No matter how far to the left much of the mainstream media may swing, I’ll confess to never having seen this one coming. At the Washington Post this week, Jackson Diehl pens an op-ed about the horrific conditions in Venezuela. Regular readers are already familiar with the tragic story because we cover it here every week. Four million refugees have now fled the country and are outstripping the humanitarian aid available in Colombia and other neighboring nations. The lack of food, potable water and medical supplies inside Venezuela literally has people falling down dead in the streets. Violence and starvation are rampant.

And who does Diehl predict will get the blame for all of this carnage? Why, Donald Trump, of course! Give these two paragraphs a gander and see if you can follow this “logic.”

The most plausible and most disturbing forecast was this: By December, an additional 1 million Venezuelans will pour into Colombia and other nearby countries — and the region will be unable to cope with them. The Trump administration will find itself facing demands that it mount some kind of intervention to stanch a crisis on the Venezuelan-Colombian border far worse than anything ever seen on the U.S.-Mexican frontier.

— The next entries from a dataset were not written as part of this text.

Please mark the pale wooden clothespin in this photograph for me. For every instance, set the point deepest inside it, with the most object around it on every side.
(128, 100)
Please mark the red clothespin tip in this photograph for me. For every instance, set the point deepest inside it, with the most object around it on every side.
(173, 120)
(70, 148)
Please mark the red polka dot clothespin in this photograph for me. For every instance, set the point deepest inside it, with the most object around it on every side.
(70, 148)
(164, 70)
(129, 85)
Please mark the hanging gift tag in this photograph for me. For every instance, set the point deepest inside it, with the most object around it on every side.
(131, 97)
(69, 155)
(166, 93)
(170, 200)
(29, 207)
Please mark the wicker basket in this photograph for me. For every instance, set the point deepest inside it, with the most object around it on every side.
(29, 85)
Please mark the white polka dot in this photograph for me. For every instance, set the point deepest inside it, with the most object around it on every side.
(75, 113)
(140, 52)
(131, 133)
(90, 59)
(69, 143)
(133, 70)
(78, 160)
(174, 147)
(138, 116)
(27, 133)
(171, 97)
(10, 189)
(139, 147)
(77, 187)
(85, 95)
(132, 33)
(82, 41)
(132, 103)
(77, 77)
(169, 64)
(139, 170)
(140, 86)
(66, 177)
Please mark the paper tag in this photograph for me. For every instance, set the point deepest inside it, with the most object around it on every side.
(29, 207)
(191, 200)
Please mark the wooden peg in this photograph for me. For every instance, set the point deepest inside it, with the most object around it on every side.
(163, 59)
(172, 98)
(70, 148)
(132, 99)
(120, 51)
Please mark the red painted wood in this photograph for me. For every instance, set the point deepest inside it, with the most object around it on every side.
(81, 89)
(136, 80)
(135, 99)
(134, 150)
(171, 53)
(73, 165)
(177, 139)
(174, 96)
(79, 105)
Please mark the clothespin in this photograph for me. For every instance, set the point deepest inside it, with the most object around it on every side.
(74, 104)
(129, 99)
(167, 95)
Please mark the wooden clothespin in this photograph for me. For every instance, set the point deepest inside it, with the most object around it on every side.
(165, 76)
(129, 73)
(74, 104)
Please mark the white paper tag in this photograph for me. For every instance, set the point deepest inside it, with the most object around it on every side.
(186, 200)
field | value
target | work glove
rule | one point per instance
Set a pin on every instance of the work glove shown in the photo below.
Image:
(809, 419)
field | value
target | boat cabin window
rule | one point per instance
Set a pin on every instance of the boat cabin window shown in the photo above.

Meanwhile, the claim that the United States is responsible for the humanitarian catastrophe, now confined to the Maduro regime and the fringe left, will have gravitated to the mainstream. That’s because even though the ban on Venezuelan oil purchases that Trump rashly ordered in January failed to accomplish the goal of forcing regime change, it has had a devastating economic effect.

The title of this piece is literally, “The Venezuela crisis is going to get much worse — and Trump will get the blame.”

So let’s see if we’ve got this straight. The humanitarian crisis on the Venezuela-Colombia border is going to get so bad that the Trump administration will “face demands that it mount some kind of intervention.” Who exactly is going to be making these demands? (I mean, outside of the Washington Post, of course.) And what sort of intervention are we talking about? A military intervention? I think Colombia might have something to say about that, even assuming you could convince a majority of the American people that what we really need right now is another war, this time in South America.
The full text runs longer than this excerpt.